The Sony PRD-650WN drive comes with an AC adapter for use when you're near an outlet, and the same adapter will charge an optional lithium ion battery pack ($59 extra) if one's installed. That battery will power the drive for 2 hours when it's reading CD-ROMs or 8 hours when it's playing music CDs. A full charge takes about 3.5 hours. The Discman also comes with a battery holder that mounts on the bottom of the drive and holds four AA cells. A fresh set of alkaline batteries will play CD-ROMs for 2 hours or music CDs for 12 hours. While the Sony drive operates in 6X mode under AC power, it reverts to 4X when powered by the rechargeable pack or AA batteries.
The Discman has all of the controls you'd expect on a portable music CD player, and then some.
A small LCD window displays the operational status. A Resume button lets you stop a CD and restart it later where you left off.
The Discman has a SCSI-2 interface, so you can use it with almost any SCSI controller, even desktop systems. Unfortunately, the connector on the back of the drive is not standard for SCSI-2, so you need a special $79 cable from Sony to mate the drive to a desktop SCSI controller. You set the SCSI ID (you can only choose 3 or 5) and termination via switches on the bottom of the drive.
As I expected, the PnP installation was a breeze. Windows was able to use its own drivers, so I didn't even need the driver floppy disk. Once the drivers are in place, you automatically get a CD-ROM drive icon in My Computer every time you slip the card into the socket.
Sony specifies an average access time of 280ms and a data-transfer rate of 900KBps for the 6X drive. CD Certify confirmed those numbers with an access time of 229ms and a transfer rate of 928KBps with a 36 percent CPU load. I also copied a 30MB file from the Sony drive to hard disk in 34 seconds, for a transfer rate of 882KBps. I performed the same tests with the drive powered by batteries to verify the drop to 4X speed. CD Certify posted an access time of 335ms and a transfer rate of 616KBps under battery power.

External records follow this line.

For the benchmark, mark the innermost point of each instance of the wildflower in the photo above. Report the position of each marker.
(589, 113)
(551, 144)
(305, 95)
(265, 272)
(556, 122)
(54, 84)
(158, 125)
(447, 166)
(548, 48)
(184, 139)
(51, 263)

The same 30MB file took 51 seconds to transfer under battery power, for a transfer rate of 588 KBps.
One Clear Winner
The Altec Lansing unit is a complete multimedia solution, but it doesn't deliver 8X performance, and it isn't truly portable-it must be plugged into an outlet. The Panasonic drive offers true 8X speed and has a standard SCSI-2 connector. But it's only slightly faster than the 6X Sony when both drives are using AC power (32 seconds vs. 34 seconds for the 30MB file transfer). And the Sony is actually a bit faster than the Panasonic when both are powered by batteries (51 seconds vs. 68). The Sony is also smaller and lighter, uses less CPU power and is $50 cheaper. The Axonix is simply too difficult to use, and it may not work at all with many systems.
The Sony PRD-650WN CD-ROM Discman is the best unit reviewed here. Its features, portability and usability make it the first portable CD-ROM drive to earn a spot on our Recommended List.